Hello,
we all know that 31,331,3331,33331,333331,3333331,33333331 all are primes, and that 333333331 is not. Here we prepend the digit 3 to 31, to get a list of 7 primes.This gives me the following thought:
Let
$$D = \{\text{all possible nonnull finite digit strings}\},$$
$$D' = \{\text{all things in D that do not start with 0}\}.$$
Define a function $m: D' \times D \to N \cup {\infty}$ by:
$$m(A,B)= \min \{ k\geq 1 \colon A^kB \text{ is composite} \} – 1,$$
i.e., the number of consecutive primes at the beginning of the list $AB, AAB, AAAB, \dots$. For example, $m(3,1)=7$.
Which values does $m$ take? Is it unbounded? Is it ever $\infty$?
This question has been posted to math.stackexchange too, and I got one comment talking about that it might involve Tao-Ziegler extension to the Green-Tao theorem, and so I thought it might be more appropriate here.

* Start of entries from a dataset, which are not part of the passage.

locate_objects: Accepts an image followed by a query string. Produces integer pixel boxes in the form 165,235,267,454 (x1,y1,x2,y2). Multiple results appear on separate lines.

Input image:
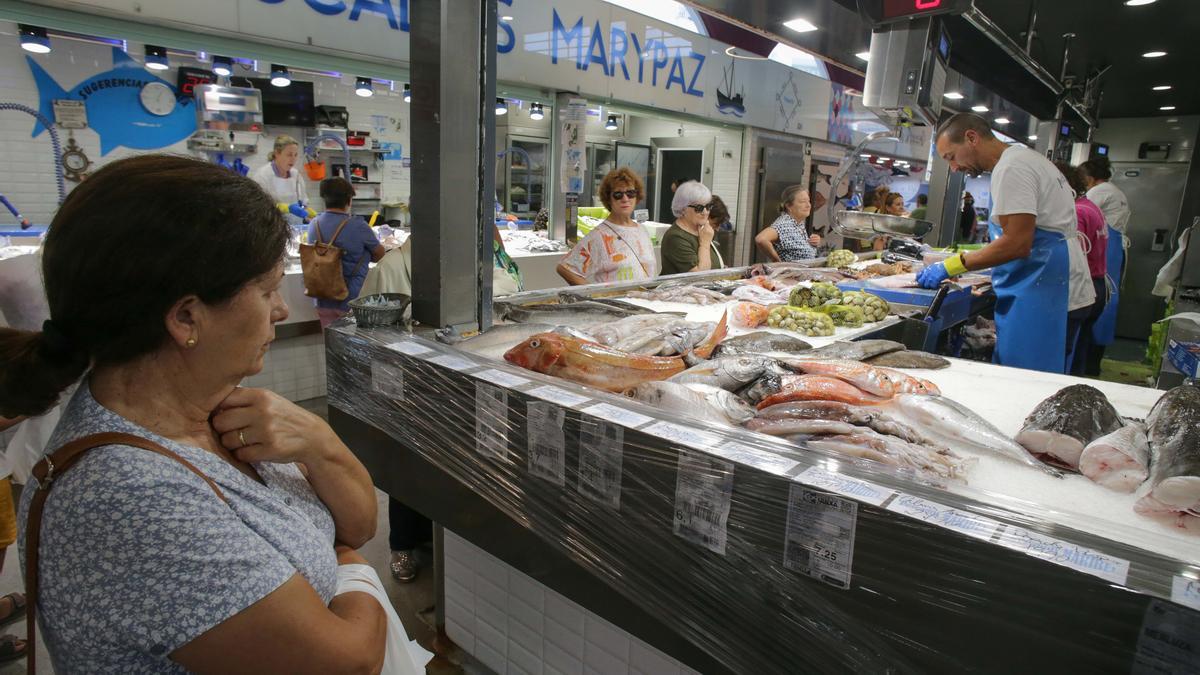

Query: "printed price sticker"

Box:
583,404,654,428
430,354,479,372
888,494,1000,542
577,417,625,509
643,422,721,450
784,483,858,589
475,368,529,389
388,340,433,357
526,401,566,485
674,450,733,555
475,383,509,460
1000,526,1129,586
712,441,799,476
529,384,592,407
796,466,895,506
1171,574,1200,610
1130,598,1200,675
371,360,404,401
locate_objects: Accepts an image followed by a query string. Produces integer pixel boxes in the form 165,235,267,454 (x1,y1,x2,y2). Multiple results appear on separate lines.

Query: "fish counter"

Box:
326,265,1200,673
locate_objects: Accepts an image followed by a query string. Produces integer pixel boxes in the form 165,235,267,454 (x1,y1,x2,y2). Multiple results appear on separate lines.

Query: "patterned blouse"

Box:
770,214,817,263
19,380,337,674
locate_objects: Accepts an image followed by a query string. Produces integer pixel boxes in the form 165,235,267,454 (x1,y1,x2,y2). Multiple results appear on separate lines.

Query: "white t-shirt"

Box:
1087,180,1129,234
563,221,659,283
250,162,308,204
991,145,1096,311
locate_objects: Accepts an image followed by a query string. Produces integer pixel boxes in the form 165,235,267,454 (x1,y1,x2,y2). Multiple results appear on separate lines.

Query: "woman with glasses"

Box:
754,185,821,263
662,180,725,274
556,167,658,286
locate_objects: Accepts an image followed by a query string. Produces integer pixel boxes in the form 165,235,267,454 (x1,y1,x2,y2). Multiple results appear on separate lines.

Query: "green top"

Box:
659,223,725,274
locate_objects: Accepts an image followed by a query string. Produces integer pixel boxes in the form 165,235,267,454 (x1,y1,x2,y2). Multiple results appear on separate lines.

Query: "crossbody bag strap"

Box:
25,431,229,674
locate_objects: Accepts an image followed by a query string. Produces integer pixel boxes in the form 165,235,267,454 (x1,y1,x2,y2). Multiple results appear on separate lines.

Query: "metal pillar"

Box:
409,0,496,328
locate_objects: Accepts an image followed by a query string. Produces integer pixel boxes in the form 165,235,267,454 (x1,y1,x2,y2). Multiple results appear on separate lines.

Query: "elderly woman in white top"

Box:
754,185,821,263
662,180,725,274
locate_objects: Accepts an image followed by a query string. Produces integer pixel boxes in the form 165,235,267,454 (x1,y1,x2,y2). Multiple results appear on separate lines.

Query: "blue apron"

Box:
1092,227,1124,345
988,221,1070,372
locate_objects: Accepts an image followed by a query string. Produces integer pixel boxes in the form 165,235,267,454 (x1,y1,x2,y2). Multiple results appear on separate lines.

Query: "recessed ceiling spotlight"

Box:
784,19,817,32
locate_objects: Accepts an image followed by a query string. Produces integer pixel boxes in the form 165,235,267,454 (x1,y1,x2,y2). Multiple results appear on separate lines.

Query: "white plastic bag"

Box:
334,565,433,675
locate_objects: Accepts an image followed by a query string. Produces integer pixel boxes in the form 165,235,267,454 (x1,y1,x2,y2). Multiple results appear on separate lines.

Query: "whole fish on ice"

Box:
1134,384,1200,526
1016,384,1124,471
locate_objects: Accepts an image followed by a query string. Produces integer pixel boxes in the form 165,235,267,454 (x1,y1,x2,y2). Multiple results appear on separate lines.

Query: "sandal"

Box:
0,593,25,626
0,634,29,663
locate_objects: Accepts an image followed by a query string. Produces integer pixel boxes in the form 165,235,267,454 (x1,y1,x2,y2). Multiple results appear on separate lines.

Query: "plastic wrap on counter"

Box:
326,323,1200,674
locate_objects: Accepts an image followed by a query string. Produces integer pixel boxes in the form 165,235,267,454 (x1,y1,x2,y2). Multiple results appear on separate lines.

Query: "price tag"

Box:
475,368,529,389
475,382,509,460
712,441,799,476
529,384,592,407
430,354,479,372
784,483,858,589
888,494,1000,542
674,450,733,555
1000,526,1129,586
577,415,625,509
796,466,895,506
526,401,566,485
1171,574,1200,610
1130,598,1200,675
371,360,404,401
643,422,721,450
388,340,433,357
583,404,654,428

So please, excuse me if it's posted wrongly, or if one shouldn't post to both channels.
Best Answer
Two comments:
(1) It is impossible that $m(A,B)= \infty$. The sequence you are interested in is $B$, $10^k A+B$, $(10^{2k}+10^k)A+B$, $(10^{2k}+10^{2k}+10^k)A+B$, etcetera. Let $p$ be a prime dividing $B$. We claim that there is some $n$ such that $p$ divides $(10^{nk}+\cdots +10^{2k}+10^k)A+B$. Proof: if $p=2$ or $5$ then this is true for any $n$. If $p$ does not divide $10^k-1$, then $p$ divides $(10^{(p-1)k}-1)*10^k/(10^k-1)$ by Fermat's Little Theorem, so $p$ divides $(10^{(p-1)k} + \cdots + 10^k)A + B$. If $p$ divides $10^k-1$ then $10^{pk}+10^{(p-1)k}+\cdots + 10^k \equiv 1+1+\cdots+1 \equiv 0 \mod p$. So $p$ divides $(10^{pk}+10^{(p-1)k}+\cdots + 10^k )A+B$. In every case, we have found a non-prime member of the sequence.
(2) I don't see how to get arbitrarily many primes of this form out of Green-Tao or Tao-Ziegler. Given fixed $k$ and $\ell$, Green-Tao will tell you that there are $A$ and $B$ such that $B$, $10^k A+B$, $(10^{2k}+10^k)A+B$, ..., $(10^{\ell k} + \cdots + 10^{2k} + 10^k)A+B$ are all prime. But it won't guarantee that $A$ and $B$ are less than $10^k$. Tao-Ziegler guarantees that there is some base $R$ and some constant $R$ such that $B$, $R+B$, $R^2+R+B$, ..., $R^{\ell}+R^{\ell-1} + \cdots +R+B$ are all prime. So you can take $A=1$ if you are willing to work in bases other than $10$. But Tao-Ziegler doesn't guarantee that you can take $B<R$; the bounds in that paper go the other way, telling you that you can take $R=O(B^{\epsilon})$.